To upgrade a predictor

  1. Sign in to the AWS Management Console and open the Amazon Forecast console at https://console.aws.amazon.com/forecast/.

  2. In the navigation pane, choose Predictors.

  3. Choose the predictor to upgrade, and choose Upgrade.

  4. Set a unique name for the upgraded predictor.

  5. Choose Upgrade to AutoPredictor.

CLI

To upgrade a predictor with the AWS CLI, use the create-predictor method, but specify only the predictor name and the value of reference-predictor-arn (the ARN of the predictor you want to upgrade).

aws forecast create-predictor \ --predictor-name predictor_name \ --reference-predictor-arn arn:aws:forecast:region:account:predictor/predictorName
Python

To upgrade a predictor with the SDK for Python (Boto3), use the create_auto_predictor method, but specify only the predictor name and the value of ReferencePredictorArn (the ARN of the predictor you want to upgrade).

import boto3 forecast = boto3.client('forecast') create_predictor_response = forecast.create_auto_predictor( PredictorName = 'predictor_name', ReferencePredictorArn = 'arn:aws:forecast:region:account:predictor/predictorName' ) print(create_predictor_response['PredictorArn'])

Using additional datasets

Amazon Forecast can include the Weather Index and Holidays when creating your predictor. The Weather Index incorporates meteorological information into your model and Holidays incorporates information regarding national holidays.

The Weather Index requires a ‘geolocation’ attribute in your target time series dataset and information regarding time zones for your timestamps. For more information, see Weather Index.

Holidays includes holiday information on over 250 countries. For more information, see Holidays Featurization.

Working with legacy predictors

Note

To upgrade an existing predictor to AutoPredictor, see Upgrading to AutoPredictor

AutoPredictor is the default and preferred method to create a predictor with Amazon Forecast. AutoPredictor creates predictors by applying the optimal combination of algorithms for each time series in your dataset.

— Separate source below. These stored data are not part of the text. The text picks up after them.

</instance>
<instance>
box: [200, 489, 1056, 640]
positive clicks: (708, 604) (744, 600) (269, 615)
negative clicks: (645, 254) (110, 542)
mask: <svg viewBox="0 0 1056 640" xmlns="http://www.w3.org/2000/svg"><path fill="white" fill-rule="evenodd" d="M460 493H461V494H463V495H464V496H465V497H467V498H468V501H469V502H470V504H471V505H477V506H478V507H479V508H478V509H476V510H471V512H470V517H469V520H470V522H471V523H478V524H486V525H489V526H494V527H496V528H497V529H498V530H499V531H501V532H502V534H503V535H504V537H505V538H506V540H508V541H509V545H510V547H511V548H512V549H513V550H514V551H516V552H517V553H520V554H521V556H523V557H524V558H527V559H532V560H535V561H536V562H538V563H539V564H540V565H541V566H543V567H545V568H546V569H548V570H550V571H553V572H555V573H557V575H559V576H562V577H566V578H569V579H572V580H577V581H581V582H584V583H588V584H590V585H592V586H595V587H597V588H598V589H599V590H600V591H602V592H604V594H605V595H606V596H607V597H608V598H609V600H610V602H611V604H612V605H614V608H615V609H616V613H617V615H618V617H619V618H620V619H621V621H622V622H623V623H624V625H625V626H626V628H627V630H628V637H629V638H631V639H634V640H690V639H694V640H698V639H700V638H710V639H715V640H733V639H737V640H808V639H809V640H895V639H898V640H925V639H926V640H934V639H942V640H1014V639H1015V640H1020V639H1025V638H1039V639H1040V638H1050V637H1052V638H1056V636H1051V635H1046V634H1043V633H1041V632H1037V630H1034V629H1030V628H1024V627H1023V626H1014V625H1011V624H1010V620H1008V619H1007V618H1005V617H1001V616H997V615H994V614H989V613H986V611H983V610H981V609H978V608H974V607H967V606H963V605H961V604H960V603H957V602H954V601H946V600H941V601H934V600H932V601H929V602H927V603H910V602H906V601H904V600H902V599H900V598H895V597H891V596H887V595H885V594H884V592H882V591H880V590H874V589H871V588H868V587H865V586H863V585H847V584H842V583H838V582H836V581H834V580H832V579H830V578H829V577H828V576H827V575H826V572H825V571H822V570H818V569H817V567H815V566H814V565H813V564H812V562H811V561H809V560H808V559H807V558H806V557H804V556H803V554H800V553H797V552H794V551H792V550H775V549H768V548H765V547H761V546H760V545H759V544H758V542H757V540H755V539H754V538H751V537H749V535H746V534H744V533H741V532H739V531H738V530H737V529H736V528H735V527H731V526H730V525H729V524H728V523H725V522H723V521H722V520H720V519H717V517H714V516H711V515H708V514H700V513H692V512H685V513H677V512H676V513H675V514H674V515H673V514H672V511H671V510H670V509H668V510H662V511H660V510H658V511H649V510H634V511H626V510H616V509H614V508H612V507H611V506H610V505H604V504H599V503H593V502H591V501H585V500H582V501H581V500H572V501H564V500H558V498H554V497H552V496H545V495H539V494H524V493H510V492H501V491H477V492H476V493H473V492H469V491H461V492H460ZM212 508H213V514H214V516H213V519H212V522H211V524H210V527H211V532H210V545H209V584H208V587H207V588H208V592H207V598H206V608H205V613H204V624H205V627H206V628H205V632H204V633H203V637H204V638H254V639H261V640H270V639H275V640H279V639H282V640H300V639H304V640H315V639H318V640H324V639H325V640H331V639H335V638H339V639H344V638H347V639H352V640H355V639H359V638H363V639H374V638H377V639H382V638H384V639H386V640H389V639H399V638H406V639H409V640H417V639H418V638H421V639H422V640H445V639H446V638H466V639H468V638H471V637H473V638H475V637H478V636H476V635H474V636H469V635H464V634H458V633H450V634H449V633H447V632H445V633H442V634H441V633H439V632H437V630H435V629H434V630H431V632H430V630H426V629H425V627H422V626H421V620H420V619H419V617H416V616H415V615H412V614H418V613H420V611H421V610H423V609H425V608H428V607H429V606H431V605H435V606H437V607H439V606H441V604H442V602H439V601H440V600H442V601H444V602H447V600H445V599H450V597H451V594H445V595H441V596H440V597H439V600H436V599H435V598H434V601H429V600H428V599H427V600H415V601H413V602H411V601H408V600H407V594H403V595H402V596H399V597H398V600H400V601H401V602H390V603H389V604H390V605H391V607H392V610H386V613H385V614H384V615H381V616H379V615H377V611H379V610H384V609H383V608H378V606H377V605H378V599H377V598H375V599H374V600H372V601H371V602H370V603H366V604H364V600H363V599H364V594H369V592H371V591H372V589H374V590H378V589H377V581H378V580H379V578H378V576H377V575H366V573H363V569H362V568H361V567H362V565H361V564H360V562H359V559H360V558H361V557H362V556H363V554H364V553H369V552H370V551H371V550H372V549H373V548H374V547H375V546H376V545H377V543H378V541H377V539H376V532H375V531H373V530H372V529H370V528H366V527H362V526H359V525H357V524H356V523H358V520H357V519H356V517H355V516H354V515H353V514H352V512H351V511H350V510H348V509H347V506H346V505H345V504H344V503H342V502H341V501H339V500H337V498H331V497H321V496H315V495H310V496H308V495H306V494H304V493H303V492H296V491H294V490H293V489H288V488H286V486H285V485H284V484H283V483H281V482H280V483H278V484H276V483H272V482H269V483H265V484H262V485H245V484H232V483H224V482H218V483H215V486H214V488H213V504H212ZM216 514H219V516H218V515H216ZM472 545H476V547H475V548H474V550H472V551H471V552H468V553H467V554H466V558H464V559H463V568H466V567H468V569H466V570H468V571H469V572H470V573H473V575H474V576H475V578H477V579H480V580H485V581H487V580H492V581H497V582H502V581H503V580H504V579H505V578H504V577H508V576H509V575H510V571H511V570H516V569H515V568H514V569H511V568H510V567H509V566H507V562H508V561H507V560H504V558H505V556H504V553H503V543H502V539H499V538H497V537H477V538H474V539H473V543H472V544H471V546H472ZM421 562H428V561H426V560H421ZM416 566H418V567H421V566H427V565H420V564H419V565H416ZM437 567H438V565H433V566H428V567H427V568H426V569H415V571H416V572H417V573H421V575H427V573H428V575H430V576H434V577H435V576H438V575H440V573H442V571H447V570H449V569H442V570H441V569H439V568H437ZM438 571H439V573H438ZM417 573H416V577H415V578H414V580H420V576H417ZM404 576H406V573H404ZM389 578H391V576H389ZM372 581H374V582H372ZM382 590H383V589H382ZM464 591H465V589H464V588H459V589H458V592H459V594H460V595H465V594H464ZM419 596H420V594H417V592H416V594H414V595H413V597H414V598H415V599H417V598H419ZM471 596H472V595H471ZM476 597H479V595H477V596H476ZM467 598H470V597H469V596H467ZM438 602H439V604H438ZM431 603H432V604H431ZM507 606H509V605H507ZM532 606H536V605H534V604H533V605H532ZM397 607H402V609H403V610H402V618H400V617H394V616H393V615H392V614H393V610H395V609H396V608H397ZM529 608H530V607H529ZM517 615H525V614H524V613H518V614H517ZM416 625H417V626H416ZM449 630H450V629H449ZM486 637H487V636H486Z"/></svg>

Predictors created with AutoPredictor are generally more accurate than predictors created with AutoML or manual selection. The Forecast Explainability and predictor retraining features are only available for predictors created with AutoPredictor.

Amazon Forecast can also create legacy predictors in the following ways:

  1. AutoML - Forecast finds the best-performing algorithm and applies it to your entire dataset.

  2. Manual selection - Manually choose a single algorithm that is applied to your entire dataset.

You might be able to create a legacy predictor using the Software Development Kit (SDK).

SDK

To use AutoML

Using the CreatePredictor operation, set the value of PerformAutoML to "true".

{ ... "PerformAutoML": "true", }

If you use AutoML, you cannot set a value for the following CreatePredictor parameters: AlgorithmArn, HPOConfig, TrainingParameters.